SCRIVO PER DISERTARE

di Michele Caccamo –

“Sto in solitudine per resistere a me stesso, alla mia vanità, alla mia paura, alla tentazione dell’appartenenza. Per non diventare una tessera di Club, un uomo in posa.

Scrivo senza cercare approvazione, clamori, senza provare a rientrare nei circoli chiusi dei salotti letterari.

Sto fuori dal teatro della scrittura, fatto di accordi taciti, di lodi e inviti, di reciproci benefici, di galateo dei favori. Lì si tessono reti che legano l’ambiguo sulla visibilità e sul valore, che intrappolano.

Sto in solitudine non per ribellione ma per bisogno, per ossigeno.

Voglio continuare a non essere affiliato, a non avere strategie, a non essere un amministratore delle mie pubblicazioni. A non rendere i miei testi lucidi, conformi.

Voglio continuare a non essere corrotto dalle storie che funzionano, dai loro ingranaggi che girano perfetti, senza attrito.

Voglio continuare a scrivere come ricerca, intima, filosofica, spirituale. Per interrogarmi.

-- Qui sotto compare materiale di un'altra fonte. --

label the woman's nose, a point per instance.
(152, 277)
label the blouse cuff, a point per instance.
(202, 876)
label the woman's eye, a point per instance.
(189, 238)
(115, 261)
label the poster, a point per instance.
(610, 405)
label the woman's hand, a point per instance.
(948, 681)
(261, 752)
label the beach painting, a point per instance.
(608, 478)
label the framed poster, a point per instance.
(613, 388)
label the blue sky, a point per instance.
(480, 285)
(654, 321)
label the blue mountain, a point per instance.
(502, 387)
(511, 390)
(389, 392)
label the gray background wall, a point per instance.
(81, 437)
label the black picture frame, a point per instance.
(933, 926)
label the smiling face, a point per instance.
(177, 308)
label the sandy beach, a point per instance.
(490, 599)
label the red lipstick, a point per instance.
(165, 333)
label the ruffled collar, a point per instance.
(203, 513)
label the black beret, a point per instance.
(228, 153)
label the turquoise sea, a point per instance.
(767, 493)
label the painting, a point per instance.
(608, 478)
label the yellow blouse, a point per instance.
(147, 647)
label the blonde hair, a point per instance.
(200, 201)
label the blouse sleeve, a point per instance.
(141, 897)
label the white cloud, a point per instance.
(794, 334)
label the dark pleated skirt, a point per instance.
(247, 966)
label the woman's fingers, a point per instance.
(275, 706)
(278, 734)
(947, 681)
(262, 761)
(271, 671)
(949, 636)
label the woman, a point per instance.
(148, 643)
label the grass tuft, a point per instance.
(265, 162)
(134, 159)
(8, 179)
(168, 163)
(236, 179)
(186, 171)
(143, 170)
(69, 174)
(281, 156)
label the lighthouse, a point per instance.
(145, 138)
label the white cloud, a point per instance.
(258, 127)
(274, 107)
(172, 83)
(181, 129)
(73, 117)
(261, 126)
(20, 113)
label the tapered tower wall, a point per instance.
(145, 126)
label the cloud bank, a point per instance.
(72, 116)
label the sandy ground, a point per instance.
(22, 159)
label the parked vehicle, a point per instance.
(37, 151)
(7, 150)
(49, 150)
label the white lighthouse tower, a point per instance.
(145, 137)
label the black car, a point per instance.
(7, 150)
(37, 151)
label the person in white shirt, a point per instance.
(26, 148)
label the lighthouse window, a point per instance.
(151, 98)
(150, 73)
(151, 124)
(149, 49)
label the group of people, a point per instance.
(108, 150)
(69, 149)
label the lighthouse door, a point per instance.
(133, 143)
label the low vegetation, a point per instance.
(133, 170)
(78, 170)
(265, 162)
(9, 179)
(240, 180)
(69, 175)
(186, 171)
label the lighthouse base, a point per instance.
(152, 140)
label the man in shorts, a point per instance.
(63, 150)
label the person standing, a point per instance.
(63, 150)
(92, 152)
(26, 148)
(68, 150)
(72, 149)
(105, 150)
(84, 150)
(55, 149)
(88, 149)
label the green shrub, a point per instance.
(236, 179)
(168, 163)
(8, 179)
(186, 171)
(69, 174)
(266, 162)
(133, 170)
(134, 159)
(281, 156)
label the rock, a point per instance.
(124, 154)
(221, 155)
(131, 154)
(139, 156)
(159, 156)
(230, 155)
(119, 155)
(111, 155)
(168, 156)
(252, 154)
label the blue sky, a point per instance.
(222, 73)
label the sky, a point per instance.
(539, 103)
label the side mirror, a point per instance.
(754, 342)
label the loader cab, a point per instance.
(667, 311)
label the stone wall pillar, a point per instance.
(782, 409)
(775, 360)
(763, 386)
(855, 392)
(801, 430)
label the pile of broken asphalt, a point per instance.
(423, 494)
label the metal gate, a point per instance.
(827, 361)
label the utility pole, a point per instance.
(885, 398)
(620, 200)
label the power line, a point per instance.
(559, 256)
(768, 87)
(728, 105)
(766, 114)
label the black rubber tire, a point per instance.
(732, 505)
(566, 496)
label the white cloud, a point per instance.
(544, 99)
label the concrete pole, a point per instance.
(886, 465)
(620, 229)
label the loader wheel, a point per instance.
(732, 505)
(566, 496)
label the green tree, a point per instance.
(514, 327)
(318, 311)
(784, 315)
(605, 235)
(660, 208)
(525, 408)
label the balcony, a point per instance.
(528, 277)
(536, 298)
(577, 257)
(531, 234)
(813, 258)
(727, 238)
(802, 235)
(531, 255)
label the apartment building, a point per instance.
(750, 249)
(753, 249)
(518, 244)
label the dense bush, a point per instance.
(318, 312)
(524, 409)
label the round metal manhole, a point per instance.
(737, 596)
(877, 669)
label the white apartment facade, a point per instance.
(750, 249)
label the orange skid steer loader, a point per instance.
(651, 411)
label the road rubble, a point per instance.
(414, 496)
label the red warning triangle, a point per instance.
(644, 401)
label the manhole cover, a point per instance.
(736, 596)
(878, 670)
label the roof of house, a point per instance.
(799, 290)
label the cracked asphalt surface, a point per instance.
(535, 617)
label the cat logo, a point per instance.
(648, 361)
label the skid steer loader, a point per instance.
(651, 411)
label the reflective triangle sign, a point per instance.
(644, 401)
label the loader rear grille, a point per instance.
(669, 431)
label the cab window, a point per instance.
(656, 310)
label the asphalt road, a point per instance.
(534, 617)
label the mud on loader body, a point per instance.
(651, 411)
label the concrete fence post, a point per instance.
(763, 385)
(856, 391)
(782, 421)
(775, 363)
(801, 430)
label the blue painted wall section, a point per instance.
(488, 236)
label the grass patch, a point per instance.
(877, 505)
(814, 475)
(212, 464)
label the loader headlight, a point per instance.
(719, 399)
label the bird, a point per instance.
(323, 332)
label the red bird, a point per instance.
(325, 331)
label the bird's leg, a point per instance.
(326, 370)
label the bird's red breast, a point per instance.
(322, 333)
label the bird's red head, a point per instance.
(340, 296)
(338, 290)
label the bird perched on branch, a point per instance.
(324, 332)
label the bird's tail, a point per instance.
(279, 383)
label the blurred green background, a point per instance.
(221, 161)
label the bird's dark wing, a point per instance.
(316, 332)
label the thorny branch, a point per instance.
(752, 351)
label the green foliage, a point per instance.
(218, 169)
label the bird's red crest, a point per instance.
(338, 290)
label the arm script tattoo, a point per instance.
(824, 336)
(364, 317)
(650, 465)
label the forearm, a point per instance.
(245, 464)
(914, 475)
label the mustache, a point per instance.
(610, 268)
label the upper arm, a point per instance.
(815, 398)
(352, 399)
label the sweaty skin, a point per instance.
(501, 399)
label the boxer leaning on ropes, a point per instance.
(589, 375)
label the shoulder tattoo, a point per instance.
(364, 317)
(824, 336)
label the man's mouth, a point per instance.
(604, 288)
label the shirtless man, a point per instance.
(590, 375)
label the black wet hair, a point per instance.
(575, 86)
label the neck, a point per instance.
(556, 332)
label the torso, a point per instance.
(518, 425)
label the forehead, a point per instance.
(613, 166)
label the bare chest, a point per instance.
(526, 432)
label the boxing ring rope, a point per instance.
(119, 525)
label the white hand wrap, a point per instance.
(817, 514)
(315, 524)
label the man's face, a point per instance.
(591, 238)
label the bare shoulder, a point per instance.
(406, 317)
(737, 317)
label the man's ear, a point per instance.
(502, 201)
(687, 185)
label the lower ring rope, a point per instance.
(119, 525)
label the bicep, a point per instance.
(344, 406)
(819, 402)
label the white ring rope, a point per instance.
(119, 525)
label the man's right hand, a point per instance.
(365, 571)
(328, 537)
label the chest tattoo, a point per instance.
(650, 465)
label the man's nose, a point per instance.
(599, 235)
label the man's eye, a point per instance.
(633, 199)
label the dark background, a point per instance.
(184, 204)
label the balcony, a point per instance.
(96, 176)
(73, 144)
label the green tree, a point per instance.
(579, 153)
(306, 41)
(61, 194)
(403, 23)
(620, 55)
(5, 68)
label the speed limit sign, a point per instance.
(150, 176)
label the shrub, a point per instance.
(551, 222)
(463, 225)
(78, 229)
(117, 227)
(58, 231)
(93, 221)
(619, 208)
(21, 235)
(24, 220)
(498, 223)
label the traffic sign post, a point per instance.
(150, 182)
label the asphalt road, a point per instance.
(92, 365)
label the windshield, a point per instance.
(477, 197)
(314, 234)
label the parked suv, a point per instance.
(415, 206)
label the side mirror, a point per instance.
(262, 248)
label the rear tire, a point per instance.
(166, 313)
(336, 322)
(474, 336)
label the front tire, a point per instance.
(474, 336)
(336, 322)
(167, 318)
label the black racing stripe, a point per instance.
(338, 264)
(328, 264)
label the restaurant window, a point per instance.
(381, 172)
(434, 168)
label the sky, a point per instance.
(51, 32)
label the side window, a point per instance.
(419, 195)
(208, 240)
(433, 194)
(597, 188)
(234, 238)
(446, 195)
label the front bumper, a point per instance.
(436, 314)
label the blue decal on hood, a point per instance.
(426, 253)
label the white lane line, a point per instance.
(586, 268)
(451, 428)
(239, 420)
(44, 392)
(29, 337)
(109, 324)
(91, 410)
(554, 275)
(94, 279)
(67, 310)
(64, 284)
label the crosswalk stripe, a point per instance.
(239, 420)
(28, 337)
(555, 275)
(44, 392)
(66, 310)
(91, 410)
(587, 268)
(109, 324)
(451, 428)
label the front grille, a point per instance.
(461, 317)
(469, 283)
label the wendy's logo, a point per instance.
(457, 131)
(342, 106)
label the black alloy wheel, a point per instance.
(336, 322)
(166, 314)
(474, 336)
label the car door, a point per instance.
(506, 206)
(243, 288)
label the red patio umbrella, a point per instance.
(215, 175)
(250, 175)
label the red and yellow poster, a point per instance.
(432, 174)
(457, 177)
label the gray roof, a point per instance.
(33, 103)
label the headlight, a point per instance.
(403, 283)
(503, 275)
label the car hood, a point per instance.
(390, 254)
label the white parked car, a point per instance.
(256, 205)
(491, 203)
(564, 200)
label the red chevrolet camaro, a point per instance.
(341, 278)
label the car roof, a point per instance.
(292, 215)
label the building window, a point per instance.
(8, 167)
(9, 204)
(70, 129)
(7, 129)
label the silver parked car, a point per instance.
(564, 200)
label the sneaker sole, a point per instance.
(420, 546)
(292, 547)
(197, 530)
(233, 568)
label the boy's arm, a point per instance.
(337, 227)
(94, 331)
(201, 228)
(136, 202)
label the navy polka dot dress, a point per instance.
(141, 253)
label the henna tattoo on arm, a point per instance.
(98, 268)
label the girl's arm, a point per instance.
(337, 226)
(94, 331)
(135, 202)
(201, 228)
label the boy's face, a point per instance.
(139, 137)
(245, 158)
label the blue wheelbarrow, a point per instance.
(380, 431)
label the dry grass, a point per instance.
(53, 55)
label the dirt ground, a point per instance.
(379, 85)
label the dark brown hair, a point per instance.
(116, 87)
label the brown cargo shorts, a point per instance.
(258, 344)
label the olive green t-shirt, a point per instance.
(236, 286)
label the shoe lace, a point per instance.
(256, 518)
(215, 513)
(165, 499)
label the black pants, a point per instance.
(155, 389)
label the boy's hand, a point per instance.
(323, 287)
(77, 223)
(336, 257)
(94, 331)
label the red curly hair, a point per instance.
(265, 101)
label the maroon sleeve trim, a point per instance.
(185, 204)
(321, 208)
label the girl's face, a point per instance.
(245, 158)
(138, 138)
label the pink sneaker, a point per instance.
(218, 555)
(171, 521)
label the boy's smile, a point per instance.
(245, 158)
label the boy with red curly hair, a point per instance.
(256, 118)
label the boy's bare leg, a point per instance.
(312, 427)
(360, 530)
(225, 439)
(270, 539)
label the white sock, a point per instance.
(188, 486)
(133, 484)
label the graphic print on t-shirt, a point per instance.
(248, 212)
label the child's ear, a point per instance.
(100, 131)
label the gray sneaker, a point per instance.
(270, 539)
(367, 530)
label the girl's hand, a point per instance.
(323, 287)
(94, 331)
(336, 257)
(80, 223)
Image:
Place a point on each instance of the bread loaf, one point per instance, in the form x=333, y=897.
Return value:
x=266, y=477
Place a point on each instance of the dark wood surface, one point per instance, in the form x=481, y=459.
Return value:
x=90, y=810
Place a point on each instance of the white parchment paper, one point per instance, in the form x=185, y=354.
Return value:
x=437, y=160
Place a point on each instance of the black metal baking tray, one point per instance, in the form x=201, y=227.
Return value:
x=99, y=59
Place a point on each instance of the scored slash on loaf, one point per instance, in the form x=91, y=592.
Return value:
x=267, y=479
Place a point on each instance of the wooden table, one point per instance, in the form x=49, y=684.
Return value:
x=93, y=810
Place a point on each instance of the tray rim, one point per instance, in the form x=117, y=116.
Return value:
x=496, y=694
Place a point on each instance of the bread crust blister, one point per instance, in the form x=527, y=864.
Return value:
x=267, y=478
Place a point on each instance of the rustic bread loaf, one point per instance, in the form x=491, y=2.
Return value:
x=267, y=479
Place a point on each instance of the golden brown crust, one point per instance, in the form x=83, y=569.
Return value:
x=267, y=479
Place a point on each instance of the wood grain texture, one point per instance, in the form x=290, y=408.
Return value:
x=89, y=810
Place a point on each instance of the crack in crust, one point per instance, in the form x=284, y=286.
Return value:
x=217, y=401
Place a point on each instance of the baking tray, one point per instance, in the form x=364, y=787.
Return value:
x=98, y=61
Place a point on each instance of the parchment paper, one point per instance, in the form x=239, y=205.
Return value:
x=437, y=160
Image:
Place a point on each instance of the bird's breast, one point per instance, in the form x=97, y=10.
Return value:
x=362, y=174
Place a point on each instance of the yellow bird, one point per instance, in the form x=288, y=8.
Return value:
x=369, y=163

Non mi interessa raccontare il reale io voglio perforarlo, attraversarlo fino ad arrivare a ciò che lo sorregge, a ciò che lo precede. Perché io intendo il reale come un’illusione collettiva, una convenzione per continuare a sopravvivere.

Voglio essere un disertore, uno che non si addomestica.

Io scrivo per non cercare una posizione ma un senso.

Non so stare dietro alle file ordinate, alle regole della conformità.

Scrivo perché per me la scrittura è una forma di ascesi, un atto di solitudine, un esercizio di purificazione.

Scrivo libero, perché nessuno mi attende”.